Purpose: The aim of this study was to comparatively evaluate the responses generated by three advanced artificial intelligence (AI) models, ChatGPT-4o (OpenAI), Gemini 1.5 Flash (Google) and DeepSeek-V3, to frequently asked patient questions about meniscal tears in terms of reliability, usefulness, quality, and readability. Methods: Responses from three AI chatbots, ChatGPT-4o (OpenAI), Gemini 1.5 Flash (Google) and DeepSeek-V3 (DeepSeek AI), were evaluated for 20 common patient questions regarding meniscal tears. Three orthopaedic specialists independently scored reliability and usefulness on 7-point Likert scales and overall response quality using the 5-point Global Quality Scale. Readability was analysed with six established indices. Inter-rater agreement was examined with intraclass correlation coefficients (ICCs) and Fleiss’ Kappa, while between-model differences were tested using Kruskal–Wallis and ANOVA with Bonferroni adjustment. Results: Gemini 1.5 Flash achieved the highest reliability, significantly outperforming both GPT-4o and DeepSeek-V3 (p = 0.001). While usefulness scores were broadly similar, Gemini was superior to DeepSeek-V3 (p = 0.045). Global Quality Scale scores did not differ significantly among models. In contrast, GPT-4o consistently provided the most readable content (p < 0.001). Inter-rater reliability was excellent across all evaluation domains (ICC > 0.9).

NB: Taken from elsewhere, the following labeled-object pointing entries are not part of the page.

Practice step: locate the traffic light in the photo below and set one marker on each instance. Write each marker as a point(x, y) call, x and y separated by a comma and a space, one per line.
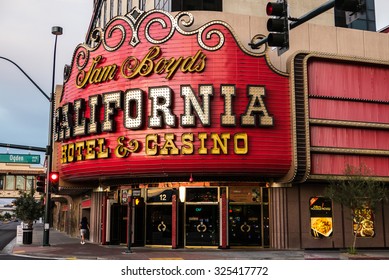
point(54, 181)
point(278, 25)
point(40, 183)
point(349, 5)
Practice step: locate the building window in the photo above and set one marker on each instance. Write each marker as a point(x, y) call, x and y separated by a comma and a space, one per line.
point(20, 182)
point(30, 182)
point(10, 183)
point(366, 20)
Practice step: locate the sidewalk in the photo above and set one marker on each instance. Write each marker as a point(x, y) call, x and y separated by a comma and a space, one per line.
point(63, 246)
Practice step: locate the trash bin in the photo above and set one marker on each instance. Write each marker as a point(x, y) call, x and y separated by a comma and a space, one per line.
point(27, 235)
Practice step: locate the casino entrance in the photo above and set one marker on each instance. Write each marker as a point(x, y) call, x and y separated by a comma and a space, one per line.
point(195, 217)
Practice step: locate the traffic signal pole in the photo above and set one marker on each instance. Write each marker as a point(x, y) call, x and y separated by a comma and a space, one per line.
point(56, 30)
point(296, 22)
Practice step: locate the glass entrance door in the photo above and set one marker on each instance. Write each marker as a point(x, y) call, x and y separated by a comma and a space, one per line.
point(248, 216)
point(245, 225)
point(159, 216)
point(202, 225)
point(202, 217)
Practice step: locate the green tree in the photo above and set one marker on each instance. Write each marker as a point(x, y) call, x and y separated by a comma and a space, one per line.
point(357, 191)
point(28, 209)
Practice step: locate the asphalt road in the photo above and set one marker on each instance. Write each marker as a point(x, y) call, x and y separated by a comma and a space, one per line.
point(7, 233)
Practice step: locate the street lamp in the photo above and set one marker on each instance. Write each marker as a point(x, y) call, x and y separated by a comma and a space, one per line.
point(55, 30)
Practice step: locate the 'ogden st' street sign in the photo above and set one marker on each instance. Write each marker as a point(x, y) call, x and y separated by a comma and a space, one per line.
point(20, 158)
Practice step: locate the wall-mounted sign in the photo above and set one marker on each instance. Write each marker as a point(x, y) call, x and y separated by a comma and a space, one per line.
point(363, 222)
point(20, 158)
point(321, 217)
point(148, 99)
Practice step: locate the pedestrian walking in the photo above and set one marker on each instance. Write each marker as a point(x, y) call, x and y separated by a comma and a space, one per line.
point(84, 227)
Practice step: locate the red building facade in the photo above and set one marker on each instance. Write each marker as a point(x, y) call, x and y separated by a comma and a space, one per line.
point(185, 137)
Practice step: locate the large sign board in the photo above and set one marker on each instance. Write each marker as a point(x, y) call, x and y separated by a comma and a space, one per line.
point(20, 158)
point(149, 98)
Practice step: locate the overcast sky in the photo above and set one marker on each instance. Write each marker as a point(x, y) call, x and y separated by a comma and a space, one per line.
point(26, 39)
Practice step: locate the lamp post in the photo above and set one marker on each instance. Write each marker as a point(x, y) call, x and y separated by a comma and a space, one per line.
point(55, 30)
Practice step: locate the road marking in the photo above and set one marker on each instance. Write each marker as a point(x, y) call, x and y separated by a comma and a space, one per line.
point(158, 259)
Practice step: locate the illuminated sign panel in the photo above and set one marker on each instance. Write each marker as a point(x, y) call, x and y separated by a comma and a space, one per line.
point(150, 99)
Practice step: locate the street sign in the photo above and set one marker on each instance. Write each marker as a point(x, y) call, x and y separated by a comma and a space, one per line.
point(20, 158)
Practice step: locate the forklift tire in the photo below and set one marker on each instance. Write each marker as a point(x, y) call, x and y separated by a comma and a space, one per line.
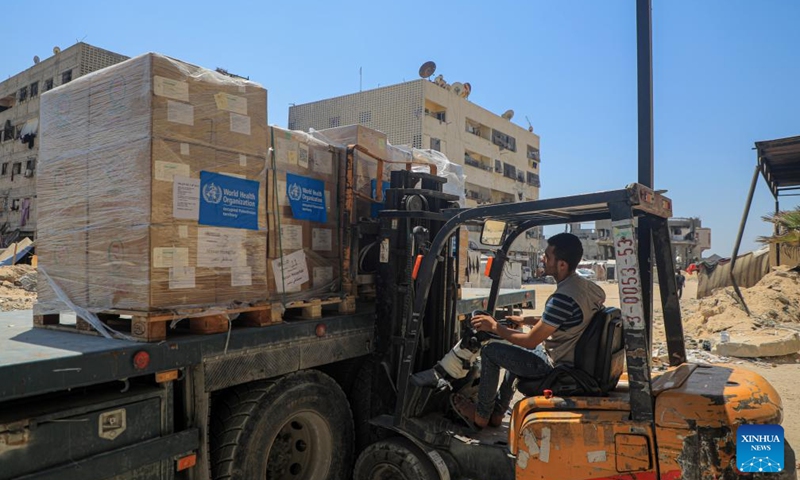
point(395, 458)
point(298, 427)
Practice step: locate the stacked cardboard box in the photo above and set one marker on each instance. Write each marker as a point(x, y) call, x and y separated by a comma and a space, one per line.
point(305, 243)
point(151, 191)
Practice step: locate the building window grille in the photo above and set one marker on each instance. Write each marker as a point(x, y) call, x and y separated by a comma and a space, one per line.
point(509, 171)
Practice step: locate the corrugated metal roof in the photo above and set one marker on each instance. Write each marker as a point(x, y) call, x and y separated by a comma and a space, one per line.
point(780, 163)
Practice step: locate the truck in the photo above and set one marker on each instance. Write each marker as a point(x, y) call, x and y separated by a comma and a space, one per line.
point(288, 400)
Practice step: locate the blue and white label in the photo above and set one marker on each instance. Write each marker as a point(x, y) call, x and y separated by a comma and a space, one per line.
point(227, 201)
point(759, 448)
point(307, 198)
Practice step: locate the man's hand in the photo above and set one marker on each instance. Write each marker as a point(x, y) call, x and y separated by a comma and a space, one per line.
point(520, 320)
point(484, 323)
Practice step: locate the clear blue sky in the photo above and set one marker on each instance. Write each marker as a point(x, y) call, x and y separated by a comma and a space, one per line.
point(726, 74)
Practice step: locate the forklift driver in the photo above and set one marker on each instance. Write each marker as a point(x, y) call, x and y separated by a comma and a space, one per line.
point(566, 315)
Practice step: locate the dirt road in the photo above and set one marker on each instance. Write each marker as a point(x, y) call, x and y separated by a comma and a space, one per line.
point(783, 373)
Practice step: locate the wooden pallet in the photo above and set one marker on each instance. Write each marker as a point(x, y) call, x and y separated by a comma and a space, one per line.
point(313, 309)
point(152, 326)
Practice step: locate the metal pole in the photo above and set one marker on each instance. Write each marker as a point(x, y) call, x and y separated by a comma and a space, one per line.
point(739, 236)
point(775, 232)
point(644, 62)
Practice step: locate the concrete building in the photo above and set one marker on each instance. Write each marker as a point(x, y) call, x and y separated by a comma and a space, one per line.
point(19, 128)
point(689, 239)
point(500, 159)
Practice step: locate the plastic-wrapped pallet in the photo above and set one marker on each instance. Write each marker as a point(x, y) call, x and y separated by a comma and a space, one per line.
point(151, 191)
point(305, 244)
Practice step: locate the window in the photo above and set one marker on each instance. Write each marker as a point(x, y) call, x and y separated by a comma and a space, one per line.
point(504, 141)
point(509, 171)
point(533, 153)
point(8, 131)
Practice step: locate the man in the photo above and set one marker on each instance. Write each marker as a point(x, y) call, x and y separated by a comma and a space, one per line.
point(566, 315)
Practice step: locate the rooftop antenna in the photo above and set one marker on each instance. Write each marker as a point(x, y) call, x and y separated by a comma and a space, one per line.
point(427, 69)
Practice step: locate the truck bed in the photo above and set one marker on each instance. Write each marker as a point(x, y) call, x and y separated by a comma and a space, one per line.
point(35, 361)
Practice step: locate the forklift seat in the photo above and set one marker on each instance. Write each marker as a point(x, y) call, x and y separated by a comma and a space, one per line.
point(599, 361)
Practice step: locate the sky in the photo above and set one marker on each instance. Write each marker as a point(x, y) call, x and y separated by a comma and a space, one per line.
point(725, 74)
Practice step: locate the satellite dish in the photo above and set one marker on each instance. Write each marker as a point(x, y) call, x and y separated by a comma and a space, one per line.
point(427, 69)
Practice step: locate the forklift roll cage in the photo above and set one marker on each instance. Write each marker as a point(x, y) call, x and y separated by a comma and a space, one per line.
point(620, 206)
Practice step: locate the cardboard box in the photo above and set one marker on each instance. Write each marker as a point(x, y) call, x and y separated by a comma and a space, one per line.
point(156, 95)
point(144, 164)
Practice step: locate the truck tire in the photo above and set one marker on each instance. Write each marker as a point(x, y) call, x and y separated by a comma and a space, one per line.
point(297, 427)
point(395, 458)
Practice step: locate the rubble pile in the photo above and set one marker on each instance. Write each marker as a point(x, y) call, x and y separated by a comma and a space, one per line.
point(773, 303)
point(17, 287)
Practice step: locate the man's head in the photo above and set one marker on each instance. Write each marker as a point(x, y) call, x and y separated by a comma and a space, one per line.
point(562, 256)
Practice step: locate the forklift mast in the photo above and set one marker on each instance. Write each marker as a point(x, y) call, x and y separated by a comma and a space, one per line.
point(411, 218)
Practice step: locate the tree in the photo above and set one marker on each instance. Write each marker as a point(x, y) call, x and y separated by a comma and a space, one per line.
point(787, 228)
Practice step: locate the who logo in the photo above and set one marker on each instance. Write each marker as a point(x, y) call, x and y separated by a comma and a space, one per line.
point(759, 448)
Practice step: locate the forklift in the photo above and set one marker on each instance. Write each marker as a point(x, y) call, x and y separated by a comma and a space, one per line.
point(628, 422)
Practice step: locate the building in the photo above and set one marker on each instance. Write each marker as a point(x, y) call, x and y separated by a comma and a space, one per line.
point(500, 159)
point(688, 240)
point(19, 127)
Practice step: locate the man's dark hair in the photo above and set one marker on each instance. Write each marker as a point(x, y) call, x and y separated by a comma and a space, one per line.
point(567, 247)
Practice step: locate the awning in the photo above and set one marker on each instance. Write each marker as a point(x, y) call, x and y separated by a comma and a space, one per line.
point(30, 127)
point(780, 163)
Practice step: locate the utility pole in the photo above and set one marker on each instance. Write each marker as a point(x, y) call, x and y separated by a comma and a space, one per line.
point(644, 63)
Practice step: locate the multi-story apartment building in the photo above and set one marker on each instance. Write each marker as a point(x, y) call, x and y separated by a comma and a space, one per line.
point(688, 239)
point(19, 128)
point(500, 159)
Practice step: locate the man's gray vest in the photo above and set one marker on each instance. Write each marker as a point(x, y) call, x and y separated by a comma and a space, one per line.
point(560, 346)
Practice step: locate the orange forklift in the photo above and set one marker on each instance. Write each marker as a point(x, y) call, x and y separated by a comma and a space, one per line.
point(610, 416)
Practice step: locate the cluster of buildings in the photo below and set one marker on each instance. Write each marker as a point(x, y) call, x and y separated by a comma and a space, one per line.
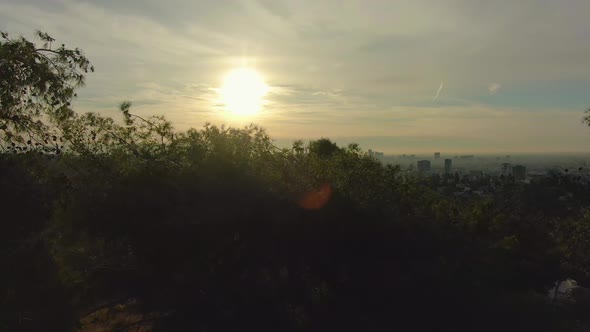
point(376, 154)
point(519, 172)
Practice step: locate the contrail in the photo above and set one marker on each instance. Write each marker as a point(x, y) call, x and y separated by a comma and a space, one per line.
point(442, 85)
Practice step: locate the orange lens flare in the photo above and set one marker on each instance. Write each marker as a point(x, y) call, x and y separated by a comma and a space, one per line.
point(317, 199)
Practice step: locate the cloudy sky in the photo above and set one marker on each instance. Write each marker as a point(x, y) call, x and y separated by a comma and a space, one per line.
point(398, 76)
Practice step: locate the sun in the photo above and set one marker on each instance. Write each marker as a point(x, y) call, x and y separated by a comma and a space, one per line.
point(243, 91)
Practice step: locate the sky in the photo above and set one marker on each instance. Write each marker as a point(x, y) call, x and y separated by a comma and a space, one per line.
point(404, 76)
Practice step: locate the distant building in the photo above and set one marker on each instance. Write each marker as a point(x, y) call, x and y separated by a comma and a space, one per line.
point(423, 166)
point(506, 169)
point(448, 166)
point(519, 172)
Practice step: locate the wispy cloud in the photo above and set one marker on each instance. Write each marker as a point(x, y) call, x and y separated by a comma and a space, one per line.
point(440, 88)
point(494, 88)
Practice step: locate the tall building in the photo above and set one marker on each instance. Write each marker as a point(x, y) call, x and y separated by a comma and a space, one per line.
point(506, 169)
point(423, 166)
point(448, 165)
point(519, 172)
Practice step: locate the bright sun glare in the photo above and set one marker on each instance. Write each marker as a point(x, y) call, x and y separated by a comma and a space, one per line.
point(243, 91)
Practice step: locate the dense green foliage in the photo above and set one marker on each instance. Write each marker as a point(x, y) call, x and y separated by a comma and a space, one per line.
point(218, 230)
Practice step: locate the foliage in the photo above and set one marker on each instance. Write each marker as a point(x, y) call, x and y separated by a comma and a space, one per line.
point(37, 83)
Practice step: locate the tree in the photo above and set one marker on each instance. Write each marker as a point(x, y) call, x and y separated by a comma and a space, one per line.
point(323, 148)
point(37, 83)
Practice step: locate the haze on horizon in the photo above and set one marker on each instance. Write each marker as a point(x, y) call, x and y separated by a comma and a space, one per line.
point(404, 77)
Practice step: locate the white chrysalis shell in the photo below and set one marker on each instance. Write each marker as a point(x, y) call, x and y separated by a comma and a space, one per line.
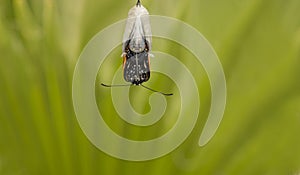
point(137, 28)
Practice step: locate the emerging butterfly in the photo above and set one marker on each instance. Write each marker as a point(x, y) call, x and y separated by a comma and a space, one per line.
point(137, 41)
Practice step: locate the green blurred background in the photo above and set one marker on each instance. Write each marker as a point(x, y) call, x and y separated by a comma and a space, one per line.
point(258, 42)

Conclusion: All three AI models generated high-quality educational content regarding meniscal tears. Gemini 1.5 Flash demonstrated the highest reliability and usefulness, while GPT-4o provided significantly more readable responses. These findings highlight the trade-off between reliability and readability in AI-generated patient education materials and emphasise the importance of physician oversight to ensure safe, evidence-based integration of these tools into clinical practice. Level of Evidence: Level V, observation-based, expert opinion-based, or in vitro/artificial intelligence model evaluation.